WikiLeaks is committed to telling the truth that belies official statements, and the results of this mission statement have inspired audiences’ own thirst for truth and facts, whether or not they publically support Assange. It is possible to see this attitudinal shift in U.S. election coverage: armies of “fact-checkers” have been on call to eviscerate politicians’ speeches at the Republican and Democratic national conventions. People are much less likely to passively accept what some figurehead may tell them through the loudspeaker of the mainstream press. These are all positive developments for journalism - both as an industry and as a personal vocation.

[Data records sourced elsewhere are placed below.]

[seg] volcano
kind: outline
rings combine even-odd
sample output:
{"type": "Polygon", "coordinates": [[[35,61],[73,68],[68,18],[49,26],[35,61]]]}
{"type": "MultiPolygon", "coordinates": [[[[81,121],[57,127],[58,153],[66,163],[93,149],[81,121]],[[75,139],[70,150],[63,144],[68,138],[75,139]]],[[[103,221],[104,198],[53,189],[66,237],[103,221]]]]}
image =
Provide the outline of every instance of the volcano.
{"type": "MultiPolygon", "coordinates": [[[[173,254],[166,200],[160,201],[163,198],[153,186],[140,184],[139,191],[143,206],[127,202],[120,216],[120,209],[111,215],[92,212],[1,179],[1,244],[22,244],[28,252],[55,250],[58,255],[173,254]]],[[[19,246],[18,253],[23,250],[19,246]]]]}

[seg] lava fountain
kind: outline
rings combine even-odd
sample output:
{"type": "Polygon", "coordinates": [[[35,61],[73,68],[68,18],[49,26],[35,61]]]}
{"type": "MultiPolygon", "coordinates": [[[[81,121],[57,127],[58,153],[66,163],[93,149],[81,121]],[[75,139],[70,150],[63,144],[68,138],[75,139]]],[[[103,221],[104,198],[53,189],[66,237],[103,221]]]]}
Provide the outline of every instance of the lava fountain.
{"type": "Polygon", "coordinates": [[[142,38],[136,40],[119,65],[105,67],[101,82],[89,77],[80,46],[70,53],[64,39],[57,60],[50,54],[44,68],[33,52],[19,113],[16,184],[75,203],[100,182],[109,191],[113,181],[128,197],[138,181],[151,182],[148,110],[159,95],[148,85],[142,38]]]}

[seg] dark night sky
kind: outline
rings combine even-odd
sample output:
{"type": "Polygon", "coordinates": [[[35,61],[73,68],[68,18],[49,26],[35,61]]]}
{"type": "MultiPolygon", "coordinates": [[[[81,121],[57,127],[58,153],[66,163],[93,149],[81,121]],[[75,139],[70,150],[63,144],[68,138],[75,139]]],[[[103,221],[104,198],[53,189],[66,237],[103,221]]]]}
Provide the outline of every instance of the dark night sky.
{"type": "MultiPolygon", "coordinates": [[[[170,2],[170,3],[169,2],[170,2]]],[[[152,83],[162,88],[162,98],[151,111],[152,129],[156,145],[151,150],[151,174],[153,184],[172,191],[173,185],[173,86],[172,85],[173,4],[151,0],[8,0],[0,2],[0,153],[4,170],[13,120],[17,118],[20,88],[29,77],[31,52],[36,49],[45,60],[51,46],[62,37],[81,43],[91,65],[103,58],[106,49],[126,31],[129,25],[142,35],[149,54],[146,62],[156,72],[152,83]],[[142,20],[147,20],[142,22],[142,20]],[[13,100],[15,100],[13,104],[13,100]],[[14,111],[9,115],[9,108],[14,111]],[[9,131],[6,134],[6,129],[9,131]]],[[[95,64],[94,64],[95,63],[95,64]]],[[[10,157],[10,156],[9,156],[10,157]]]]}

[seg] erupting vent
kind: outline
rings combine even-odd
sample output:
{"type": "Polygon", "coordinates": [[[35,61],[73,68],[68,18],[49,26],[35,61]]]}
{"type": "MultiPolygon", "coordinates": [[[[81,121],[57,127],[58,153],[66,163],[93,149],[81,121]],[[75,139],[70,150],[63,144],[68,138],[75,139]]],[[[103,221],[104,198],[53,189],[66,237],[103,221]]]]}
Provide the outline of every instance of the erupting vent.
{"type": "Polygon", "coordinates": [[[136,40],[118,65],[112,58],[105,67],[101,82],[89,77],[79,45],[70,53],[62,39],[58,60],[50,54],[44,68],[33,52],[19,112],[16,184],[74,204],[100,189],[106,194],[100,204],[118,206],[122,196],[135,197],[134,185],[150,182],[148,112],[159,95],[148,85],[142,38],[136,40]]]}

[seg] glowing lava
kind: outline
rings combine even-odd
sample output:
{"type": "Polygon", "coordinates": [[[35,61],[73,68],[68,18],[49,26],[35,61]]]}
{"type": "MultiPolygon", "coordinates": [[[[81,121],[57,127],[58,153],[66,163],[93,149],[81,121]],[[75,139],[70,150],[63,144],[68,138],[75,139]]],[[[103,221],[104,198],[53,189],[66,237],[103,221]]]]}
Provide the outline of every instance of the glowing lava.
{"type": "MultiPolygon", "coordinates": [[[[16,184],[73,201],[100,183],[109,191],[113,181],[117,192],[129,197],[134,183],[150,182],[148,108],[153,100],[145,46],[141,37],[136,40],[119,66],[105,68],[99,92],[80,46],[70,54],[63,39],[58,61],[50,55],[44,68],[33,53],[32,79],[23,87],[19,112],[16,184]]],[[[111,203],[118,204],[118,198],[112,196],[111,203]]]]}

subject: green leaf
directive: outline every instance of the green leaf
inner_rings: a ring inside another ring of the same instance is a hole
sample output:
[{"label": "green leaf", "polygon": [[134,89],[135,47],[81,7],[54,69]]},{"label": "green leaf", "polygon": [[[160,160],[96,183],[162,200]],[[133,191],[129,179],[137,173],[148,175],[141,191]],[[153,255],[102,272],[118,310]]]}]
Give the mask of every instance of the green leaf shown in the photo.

This distinction is important: what WikiLeaks is engaged in is investigative journalism, rather than political activism. As an activist with a critical eye turned in the direction of many governments, I firmly support WikiLeaks' right to continue publishing lesser-known or classified cables in the name of public interest and education. However, activists and others who identify as politically “progressive” must be careful not to put Assange on a pedestal that he may not deserve, depending on the resolution of the rape case.
Furthermore, it is one thing to identify as a supporter of Assange or WikiLeaks, but to fetishize digital exposés and “hacktivism” as political strategy risks passing the buck on responsibility for social change. It is still up to individuals to do more than share a link to leaked cables - to also genuinely respond to the information produced by journalists, and to build coalitions that can actually advocate for and produce change.
This is easier than ever in a social media-saturated universe, in which people with similar interests and the same grievances can connect instantly to debate the implications of the latest stories. For example, copycat website Tunileaks may have hastened democratic progress in Tunisia at the beginning of the Arab Spring protests, after the website distributed cables from the U.S. embassy there. The key is that the people of Tunisia had an eye toward the broader context of political change and dissatisfaction with leader Ben Ali; leaks such as these by themselves still require a reaction from activists.
In the end, WikiLeaks is not a politically activist website in itself, but is rather a platform that has renewed the synergy between journalism and activism.